Когда в середине 20-х годов XIX столетия граф Ланжерон появился в Петербурге, то современники вспоминали, что это был ещё необыкновенно моложавый и стройный старик, лет семидесяти, представлявший собой олицетворение щегольского, теперь бесследно исчезнувшего типа большого барина-француза восемнадцатого века. Всякий вечер его сухая породистая щегольская фигура появлялась то в Михайловском дворце, где он наперерыв острил с хозяином, то в салоне Елизаветы Михайловны Хитрово, то у Нарышкиных; везде он был свой человек, везде его любили за его утончённую вежливость, рыцарский характер и хотя неглубокий, но меткий и весёлый ум. Заседая в Государственном Совете, которого он состоял членом, он часто прерывал какого-нибудь говорящего члена восклицанием: «Quellebètise!» Его сослуживец с негодованием обращался к нему с вопросом, что значит эта дерзость. – «А вы думаете, я о вашей речи? – добродушно отвечал Ланжерон: – нет, я её совсем не слушал, а вот я сегодня собираюсь вечером в Михайловский дворец, так хотел приготовить два-три каламбура для великого князя, только что-то очень глупо выходит!
Граф Ланжерон во время одной своей поездки прибывает на почтовую станцию. Слуга докладывает ему, что не может дать подорожную из-за отсутствия на месте смотрителя. Граф в бешенстве выскочил из экипажа и ринулся в комнату станционного смотрителя. Там он увидел человека, спавшего на диване. Решив, что это и есть смотритель, он схватил свою нагайку (обычай, оставшийся с военного времени, когда все кавалеристы носили нагайку через плечо) и начал жарить по спине спящего, которого он принял за смотрителя.

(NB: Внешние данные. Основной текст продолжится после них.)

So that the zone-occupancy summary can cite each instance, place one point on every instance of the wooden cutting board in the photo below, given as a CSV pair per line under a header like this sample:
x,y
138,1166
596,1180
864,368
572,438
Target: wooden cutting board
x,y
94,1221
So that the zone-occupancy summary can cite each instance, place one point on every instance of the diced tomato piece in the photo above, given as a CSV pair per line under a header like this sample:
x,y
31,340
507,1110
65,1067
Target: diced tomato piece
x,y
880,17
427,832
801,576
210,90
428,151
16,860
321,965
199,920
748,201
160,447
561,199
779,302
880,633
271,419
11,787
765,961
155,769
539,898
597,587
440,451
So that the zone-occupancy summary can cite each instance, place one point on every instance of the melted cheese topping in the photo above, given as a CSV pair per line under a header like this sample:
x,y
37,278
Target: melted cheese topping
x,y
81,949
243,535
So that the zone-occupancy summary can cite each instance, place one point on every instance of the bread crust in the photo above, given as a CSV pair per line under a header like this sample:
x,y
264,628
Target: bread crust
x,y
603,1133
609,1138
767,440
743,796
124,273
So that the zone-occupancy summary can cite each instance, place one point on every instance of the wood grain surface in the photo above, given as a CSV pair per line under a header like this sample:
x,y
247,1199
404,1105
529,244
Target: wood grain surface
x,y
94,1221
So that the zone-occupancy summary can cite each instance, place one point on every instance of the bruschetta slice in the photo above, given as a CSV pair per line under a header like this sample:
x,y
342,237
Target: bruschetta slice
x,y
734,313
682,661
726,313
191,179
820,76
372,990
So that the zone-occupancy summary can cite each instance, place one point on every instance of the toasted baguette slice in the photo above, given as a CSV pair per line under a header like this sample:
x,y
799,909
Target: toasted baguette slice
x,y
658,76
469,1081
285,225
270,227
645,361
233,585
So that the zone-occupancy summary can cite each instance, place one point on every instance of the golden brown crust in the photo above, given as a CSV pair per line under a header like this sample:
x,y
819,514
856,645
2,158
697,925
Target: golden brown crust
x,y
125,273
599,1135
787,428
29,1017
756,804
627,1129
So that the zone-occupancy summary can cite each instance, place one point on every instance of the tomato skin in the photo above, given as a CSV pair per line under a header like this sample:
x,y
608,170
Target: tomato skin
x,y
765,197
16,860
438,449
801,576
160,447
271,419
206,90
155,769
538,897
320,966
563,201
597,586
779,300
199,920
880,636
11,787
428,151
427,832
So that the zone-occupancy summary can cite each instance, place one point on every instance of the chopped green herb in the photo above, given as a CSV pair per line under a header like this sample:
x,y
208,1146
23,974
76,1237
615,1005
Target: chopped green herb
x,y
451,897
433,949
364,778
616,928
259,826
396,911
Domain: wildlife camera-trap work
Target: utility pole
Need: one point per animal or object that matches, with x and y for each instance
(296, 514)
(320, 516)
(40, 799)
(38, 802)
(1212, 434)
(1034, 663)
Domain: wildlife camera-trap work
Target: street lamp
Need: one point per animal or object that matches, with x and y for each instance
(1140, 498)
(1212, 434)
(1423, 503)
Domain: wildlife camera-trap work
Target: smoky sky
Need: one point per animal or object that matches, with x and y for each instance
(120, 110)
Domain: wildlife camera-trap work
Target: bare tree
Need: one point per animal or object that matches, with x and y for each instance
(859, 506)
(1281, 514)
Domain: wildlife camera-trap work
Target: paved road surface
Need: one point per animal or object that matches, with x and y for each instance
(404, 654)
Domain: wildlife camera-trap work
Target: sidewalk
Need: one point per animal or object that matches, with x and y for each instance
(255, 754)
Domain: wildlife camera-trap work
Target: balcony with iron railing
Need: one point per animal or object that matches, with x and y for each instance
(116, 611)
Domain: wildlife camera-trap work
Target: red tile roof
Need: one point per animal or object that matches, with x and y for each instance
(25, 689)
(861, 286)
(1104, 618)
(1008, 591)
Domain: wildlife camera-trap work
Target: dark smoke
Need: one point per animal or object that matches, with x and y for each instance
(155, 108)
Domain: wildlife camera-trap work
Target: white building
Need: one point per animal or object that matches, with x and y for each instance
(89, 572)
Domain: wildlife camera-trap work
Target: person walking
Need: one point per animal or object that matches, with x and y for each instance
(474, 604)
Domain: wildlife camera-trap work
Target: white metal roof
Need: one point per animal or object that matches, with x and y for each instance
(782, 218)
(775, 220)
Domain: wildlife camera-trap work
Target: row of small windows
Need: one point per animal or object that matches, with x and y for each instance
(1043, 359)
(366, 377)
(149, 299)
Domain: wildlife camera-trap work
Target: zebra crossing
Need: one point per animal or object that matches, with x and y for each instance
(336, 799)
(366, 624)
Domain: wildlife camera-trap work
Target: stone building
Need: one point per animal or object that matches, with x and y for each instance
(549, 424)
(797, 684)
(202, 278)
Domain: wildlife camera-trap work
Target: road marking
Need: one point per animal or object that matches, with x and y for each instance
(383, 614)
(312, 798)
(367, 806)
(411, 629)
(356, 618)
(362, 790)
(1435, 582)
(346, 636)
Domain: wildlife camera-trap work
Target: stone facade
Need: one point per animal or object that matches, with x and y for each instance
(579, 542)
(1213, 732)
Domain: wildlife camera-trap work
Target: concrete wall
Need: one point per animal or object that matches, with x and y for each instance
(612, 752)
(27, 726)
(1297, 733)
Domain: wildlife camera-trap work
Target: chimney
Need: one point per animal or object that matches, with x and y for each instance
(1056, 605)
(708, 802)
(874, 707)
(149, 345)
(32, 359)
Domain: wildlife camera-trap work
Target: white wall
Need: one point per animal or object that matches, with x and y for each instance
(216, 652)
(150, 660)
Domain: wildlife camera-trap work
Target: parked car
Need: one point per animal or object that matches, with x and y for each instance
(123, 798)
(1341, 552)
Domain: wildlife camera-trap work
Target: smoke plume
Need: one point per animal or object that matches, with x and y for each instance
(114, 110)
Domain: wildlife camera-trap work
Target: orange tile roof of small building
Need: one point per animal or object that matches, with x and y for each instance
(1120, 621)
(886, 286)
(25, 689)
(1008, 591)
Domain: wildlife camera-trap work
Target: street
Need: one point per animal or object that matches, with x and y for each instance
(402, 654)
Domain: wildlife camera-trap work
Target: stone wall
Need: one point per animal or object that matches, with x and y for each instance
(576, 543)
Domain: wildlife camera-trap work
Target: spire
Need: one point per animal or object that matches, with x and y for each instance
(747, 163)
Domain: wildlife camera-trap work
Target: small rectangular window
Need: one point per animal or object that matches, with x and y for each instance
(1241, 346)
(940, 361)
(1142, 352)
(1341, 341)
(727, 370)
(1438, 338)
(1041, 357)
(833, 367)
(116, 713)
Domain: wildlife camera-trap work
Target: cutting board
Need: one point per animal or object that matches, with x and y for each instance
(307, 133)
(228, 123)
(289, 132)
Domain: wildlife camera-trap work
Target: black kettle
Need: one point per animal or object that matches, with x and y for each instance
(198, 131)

Тот вскочил на ноги, и каково же было изумление Ланжерона, когда он увидел пред собою русского штаб-офицера, который, как и он, ожидал на станции лошадей. Нимало не сконфузившись, граф тут же насильно всовывает в руки своей ошибки всё ту же нагайку, а сам поворачивается к нему спиною, и, указывая рукою на своё мягкое место, говорит, обращаясь к офицеру: «Полковник, покорнейше прошу – без церемоний, без церемоний!»
Богатая херсонская помещица Виктория Францевна Траполи (в замужестве Морини), как свидетельствуют современники, была большой зазнайкой, и вообще особой весьма самоуверенной. Именно поэтому в обществе её прозвали Победой Францевной. Как-то раз г-жа Траполи приехала в Одессу и явилась к графу Ланжерону с просьбой помочь ей в процессе по имению. У Ланжерона была моська, его сердечная привязанность, которая, как шутили одесситы, занимала его больше, чем Одесса.
Во время беседы Ланжерон был так рассеян, что взял г-жу Траполи за подбородок и сказал ей: «Моська, о моська». Обиженная г-жа Траполи изумлённо и одновременно настойчиво отвечала: «Господин граф, но я не Моська и прошу вас обратить внимание на моё дело» (Mr le Comte, mais je ne suis pas Моська et je sous prie de faire attention à mon affaire). Граф Ланжерон, ничуть не растерявшись, заметил госпоже Траполи: «Да, да, это уладится» (Oui, oui, cela s'arrangera, o Моська, о Моська).
Однажды граф Ланжерон сказал одному из своих соотечественников, одесскому старожилу весьма сомнительной репутации: «Вы, конечно, знаете, что у нас во Франции вешают людей честнее вас».
Кто-то однажды навестил графа Ланжерона: он сидел в своём кабинете с пером в руках и писал отрывисто, с размахом, как многие подписывают имя своё в конце письма. После каждого подобного движения повторял он на своём ломаном русском языке: «Нье будет, нье будет!» Что же оказалось? Он пробовал, как бы подписывал фельдмаршал граф Ланжерон, если когда-нибудь пожалован бы он был в фельдмаршалы, и вместе с тем чувствуя, что никогда фельдмаршалом ему не бывать.